By John Burton
Super Storm Sandy was a bipartisan storm, displacing both Republican and Democratic mayors, whose homes were damaged it the storm’s wake.
Like so many of their constituents, mayors of Sea Bright, Highlands, Little Silver and Oceanport saw their homes so damaged by last October’s storm they became displaced and three of them still have not returned.
Oceanport Mayor Michael Mahon and his family had to rely on relatives after the storm. But “I’m one of the lucky ones,” he insisted. His home was repaired sufficiently, allowing the Mahons to return right around last year’s holidays.
The others aren’t so lucky.
“My home is no longer my home,” said Sea Bright Mayor Dina Long, as she looks toward a year out of her residence. Over the past year, while working on the overwhelming magnitude of issues her community faces following the storm’s devastating effects on the oceanfront community, Long and her family had to address dealing with their own situation.
Like so many others in the community, they’ve been at odds with their insurance providers and have had to deal with government red tape, as they attempted to access the various programs intended to assist residents.
“You live by the water, you know the risk, you buy a policy,” Long said. “I get it.
“But then you’re told it won’t cover your home,” she added.
According to Long, her policy should have allowed for $205,000. Instead the carrier is saying she is entitled to $5,000 for her home contents and $60,000 for damages. “My cheapest repair bill is $75,000. And that’s if I cut corners,” she said.
“The cruel joke is they don’t give you enough to fix,” she charged.
Long is currently waiting for the final determination for the state’s Rehabilitation, Reconstruction, Elevation and Mitigation (RREM) grant program before her family can make any final determination on what they’ll do.
Mayor Frank Nolan, saw not only one, but two homes structurally damaged by the storm, his family’s and his mother-in-law’s, that he has been caring for. “I just paid my 12th rent payment,” on the rental his family has been using, after having spent approximately 17 days in a housing shelter at Henry Hudson Regional High School.
Everything in both homes is being replaced as well as the other work that needs to be accomplished, which he said, “puts me in the same position as most of the downtown residents,” of Highlands, where about 1,250 of the approximately 1,500 homes were damaged to some degree.
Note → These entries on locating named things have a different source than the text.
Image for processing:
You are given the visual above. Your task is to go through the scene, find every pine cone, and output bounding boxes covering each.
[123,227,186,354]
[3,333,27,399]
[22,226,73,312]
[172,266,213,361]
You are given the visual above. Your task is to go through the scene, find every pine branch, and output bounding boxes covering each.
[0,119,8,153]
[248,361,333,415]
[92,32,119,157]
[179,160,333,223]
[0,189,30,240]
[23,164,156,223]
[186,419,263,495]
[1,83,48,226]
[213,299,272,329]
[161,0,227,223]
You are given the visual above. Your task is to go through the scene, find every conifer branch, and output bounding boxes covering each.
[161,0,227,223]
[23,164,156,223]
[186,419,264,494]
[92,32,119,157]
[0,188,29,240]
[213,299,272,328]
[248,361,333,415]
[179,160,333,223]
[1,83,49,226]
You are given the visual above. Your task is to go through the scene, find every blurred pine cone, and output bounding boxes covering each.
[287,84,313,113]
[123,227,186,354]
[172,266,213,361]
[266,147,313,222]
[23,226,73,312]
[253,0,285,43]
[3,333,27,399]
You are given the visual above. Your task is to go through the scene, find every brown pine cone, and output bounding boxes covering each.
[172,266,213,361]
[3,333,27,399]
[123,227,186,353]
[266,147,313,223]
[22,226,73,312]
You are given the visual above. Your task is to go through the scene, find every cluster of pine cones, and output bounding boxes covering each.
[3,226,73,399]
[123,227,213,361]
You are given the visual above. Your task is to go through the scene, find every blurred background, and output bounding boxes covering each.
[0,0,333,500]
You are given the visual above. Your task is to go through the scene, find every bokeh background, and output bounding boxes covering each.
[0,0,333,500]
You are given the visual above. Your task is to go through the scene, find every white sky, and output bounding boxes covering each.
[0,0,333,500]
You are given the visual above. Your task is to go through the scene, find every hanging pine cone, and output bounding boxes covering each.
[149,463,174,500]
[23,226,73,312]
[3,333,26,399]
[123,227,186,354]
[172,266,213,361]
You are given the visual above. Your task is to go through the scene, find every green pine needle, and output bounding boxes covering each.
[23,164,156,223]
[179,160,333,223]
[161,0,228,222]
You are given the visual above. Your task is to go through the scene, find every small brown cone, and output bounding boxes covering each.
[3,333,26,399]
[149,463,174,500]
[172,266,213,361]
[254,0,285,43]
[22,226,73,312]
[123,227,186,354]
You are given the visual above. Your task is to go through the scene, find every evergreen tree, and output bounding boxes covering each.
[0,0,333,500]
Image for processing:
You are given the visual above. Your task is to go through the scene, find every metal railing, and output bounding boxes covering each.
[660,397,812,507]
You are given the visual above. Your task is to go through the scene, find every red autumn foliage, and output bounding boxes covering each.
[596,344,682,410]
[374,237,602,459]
“It’s frustrating for me, it’s frustrating for everybody,” dealing with contractors, insurance adjusters and red tape. Nolan said he was ready to scream recently, when the windows and doors order arrived and were the wrong ones, causing another delay.
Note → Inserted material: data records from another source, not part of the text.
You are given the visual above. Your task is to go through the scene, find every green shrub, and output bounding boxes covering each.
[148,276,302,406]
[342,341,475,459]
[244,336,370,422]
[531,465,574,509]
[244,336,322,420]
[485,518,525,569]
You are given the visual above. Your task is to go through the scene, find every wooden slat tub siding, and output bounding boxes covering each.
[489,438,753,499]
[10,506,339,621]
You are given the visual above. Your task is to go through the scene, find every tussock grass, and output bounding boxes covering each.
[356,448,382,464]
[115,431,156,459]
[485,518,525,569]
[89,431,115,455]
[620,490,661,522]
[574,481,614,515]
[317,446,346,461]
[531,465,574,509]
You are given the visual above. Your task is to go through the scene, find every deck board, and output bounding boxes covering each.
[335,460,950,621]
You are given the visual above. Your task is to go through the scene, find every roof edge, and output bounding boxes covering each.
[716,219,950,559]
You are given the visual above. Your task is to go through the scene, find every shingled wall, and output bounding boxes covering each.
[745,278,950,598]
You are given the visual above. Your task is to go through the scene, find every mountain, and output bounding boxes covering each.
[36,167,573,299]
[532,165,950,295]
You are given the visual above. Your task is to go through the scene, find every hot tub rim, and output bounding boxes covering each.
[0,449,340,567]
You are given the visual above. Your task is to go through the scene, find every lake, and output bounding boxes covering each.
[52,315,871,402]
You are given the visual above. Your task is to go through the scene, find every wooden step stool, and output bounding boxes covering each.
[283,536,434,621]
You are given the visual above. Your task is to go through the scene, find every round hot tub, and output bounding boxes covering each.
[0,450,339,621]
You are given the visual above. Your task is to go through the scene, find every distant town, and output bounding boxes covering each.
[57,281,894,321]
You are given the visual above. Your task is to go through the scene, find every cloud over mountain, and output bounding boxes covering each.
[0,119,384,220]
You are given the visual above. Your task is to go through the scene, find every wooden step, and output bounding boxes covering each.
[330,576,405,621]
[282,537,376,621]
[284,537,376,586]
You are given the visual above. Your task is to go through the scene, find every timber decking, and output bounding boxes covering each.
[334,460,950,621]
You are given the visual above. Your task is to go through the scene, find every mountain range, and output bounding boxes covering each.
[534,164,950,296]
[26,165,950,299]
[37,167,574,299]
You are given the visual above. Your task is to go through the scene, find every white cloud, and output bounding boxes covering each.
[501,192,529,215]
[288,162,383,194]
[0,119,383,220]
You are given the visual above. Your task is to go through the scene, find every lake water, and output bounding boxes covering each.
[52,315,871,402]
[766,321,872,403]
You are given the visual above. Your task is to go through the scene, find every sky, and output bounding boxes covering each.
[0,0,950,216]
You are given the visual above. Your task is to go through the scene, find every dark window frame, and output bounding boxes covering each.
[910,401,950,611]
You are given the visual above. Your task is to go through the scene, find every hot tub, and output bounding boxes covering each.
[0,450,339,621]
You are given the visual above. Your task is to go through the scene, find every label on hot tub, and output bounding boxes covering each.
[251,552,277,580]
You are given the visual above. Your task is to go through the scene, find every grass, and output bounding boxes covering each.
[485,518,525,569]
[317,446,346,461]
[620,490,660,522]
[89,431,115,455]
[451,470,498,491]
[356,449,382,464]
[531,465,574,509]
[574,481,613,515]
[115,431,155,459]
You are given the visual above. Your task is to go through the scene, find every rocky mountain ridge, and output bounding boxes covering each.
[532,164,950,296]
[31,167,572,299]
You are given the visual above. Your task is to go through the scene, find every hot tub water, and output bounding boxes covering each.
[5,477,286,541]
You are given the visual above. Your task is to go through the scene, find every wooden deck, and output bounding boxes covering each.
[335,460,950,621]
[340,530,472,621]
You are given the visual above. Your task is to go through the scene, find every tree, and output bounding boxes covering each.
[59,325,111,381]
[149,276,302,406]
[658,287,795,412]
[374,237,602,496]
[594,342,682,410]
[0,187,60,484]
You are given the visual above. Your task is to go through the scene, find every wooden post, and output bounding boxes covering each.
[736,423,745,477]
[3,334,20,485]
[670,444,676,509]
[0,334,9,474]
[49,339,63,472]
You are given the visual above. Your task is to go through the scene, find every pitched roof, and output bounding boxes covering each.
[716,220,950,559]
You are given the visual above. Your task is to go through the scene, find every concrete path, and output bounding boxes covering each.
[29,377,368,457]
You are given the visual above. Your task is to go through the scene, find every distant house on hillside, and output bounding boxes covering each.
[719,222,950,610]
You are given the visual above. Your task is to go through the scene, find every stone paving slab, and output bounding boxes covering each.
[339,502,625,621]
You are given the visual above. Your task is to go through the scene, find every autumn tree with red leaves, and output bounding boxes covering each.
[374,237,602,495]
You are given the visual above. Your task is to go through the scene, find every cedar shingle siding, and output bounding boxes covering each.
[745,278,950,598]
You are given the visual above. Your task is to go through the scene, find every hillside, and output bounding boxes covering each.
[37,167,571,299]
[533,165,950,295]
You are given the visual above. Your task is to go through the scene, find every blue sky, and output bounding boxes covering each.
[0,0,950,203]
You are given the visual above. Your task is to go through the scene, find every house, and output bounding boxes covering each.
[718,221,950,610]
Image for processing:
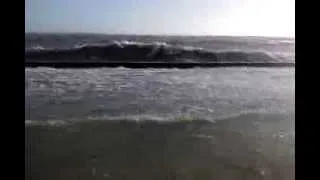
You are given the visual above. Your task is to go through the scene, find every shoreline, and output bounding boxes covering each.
[25,60,295,68]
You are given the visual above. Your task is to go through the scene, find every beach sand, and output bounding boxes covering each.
[25,113,295,180]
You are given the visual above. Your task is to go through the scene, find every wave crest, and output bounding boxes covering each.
[25,41,292,63]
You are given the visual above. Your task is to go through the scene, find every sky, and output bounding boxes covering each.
[25,0,295,37]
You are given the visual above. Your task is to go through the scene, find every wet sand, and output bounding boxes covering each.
[25,114,295,180]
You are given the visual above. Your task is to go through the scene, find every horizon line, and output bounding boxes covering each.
[25,31,295,39]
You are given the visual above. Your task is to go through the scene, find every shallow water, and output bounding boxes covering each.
[25,68,295,120]
[25,68,295,180]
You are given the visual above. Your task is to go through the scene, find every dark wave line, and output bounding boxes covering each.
[25,61,295,68]
[25,42,290,63]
Work is moving forward on Little Silver Mayor Robert Neff’s home, slowly but surely, Neff pointed out. Like others he’s had to replace everything in the family home and repair it from the flooding. “Between my wife, my kids and volunteers, I did much better than I might otherwise,” he noted, as everyone pitched in to help clean out the structure, filling two 1-ton dumpsters, to make way for the work.
“We’re pretty grateful to be where we are a year from this because of all the help we had,” he said.
Neff is very close to being back, hopefully within the week, he said. “It’s been a long year but we’re getting there,” he said.
Nolan said he’s about “10 percent away” from returning home.
For Long and her family, things remain up in the air. And this experience has caused her and her family to rethink some basic things.
“It has certainly changed my relationship with the material world,” she said.
“I’m certainly content to rent for the rest of my life,” she said.